Thursday, October 2, 2014

How is reading like a conversation? Establishing big understandings first.

My husband is building his dream garage.  It's huge, has room for a lift, has an upstairs space for storage, and is placed strategically so he has space around it for car storage and parts.  Before we even cleared the first tree, he had a vision of what he wanted the garage to look like, and what he'd be able to accomplish because of how it was built.  When we finally did get to pouring the foundation, it was meticulously set in order to support that vision of the finished building.

This year I'm taking my husband's lead and having a vision of what I want my classroom to look like and accomplish.  It means having that "finished product" in mind, but knowing what pieces need to be put in place in order to make the dream happen are essential as a foundation.

One of those pieces is the comparison of reading to a conversation with the author.

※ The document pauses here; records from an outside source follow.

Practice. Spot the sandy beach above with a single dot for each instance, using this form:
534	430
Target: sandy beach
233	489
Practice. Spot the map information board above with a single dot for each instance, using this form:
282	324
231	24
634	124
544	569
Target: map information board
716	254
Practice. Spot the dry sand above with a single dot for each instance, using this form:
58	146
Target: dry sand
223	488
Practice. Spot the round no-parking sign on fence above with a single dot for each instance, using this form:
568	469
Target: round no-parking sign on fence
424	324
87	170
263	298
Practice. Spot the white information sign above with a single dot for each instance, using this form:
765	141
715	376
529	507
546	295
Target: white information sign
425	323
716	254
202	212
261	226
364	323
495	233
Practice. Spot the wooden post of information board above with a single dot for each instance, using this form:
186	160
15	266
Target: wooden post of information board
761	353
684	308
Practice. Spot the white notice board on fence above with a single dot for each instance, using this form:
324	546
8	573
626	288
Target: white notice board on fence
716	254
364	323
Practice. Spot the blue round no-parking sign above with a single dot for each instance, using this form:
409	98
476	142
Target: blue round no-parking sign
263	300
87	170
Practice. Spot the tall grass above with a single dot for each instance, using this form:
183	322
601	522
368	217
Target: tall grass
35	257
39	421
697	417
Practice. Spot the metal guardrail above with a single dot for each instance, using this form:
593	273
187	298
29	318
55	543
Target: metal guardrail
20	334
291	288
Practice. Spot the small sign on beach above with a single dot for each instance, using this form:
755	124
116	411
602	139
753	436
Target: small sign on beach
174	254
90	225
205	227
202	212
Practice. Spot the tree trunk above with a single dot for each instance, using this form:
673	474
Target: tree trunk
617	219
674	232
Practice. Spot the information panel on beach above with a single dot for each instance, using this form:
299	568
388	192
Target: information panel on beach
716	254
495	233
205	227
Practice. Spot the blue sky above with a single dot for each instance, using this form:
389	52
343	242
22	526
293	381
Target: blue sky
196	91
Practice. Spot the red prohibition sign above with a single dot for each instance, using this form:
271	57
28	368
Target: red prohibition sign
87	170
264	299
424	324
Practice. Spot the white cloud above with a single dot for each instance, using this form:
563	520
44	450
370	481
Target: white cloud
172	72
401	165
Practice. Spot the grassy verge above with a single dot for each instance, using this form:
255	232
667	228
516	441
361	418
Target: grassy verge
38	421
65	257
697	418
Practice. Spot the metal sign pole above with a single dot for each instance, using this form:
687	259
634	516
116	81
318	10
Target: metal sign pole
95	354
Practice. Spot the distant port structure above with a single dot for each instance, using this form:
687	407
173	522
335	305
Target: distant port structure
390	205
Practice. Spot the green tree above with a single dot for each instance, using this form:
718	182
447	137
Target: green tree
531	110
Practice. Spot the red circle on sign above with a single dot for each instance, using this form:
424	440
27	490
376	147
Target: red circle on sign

I've adopted this approach after reading (and rereading. . .and rereading) Falling in Love With Close Reading by Christopher Lehman and Kate Roberts. In it, the authors muse:
"We all yearn to be understood.  We want a smile of recognition, a nod of heads in agreement, the feeling of community and connection that being truly understood brings."  What a great connection to misunderstood middle schoolers! And what a great way to bring this idea to reading: "Texts strive to be understood I need much the same way. Authors thoughtfully select details, hoping we, the readers, are listening."

Looking no further than self-as-a-reader, Lehman and Roberts align close reading to a ritual, one that can be seen in action even as you read this post:
1.  Read with a lens -- pull specific details based on the lens
2.  Find a pattern -- look over those details to see which fit together and how
3.  Grow understandings -- use the patterns to see the "big ideas" in the text

Possibly the simplest, yet to me most profound, statement in this book is the suggestion that teachers often have students make a claim and then find details/evidence to support it, when really readers don't work that way.  Readers need to use the details to build the claim.

With these ideas in mind I'm beginning my first unit of study with my 7th and 8th graders.  We are calling these steps our "reading ritual" with the expectation that eventually the steps will be as second nature as our morning get-ready-for-school routines.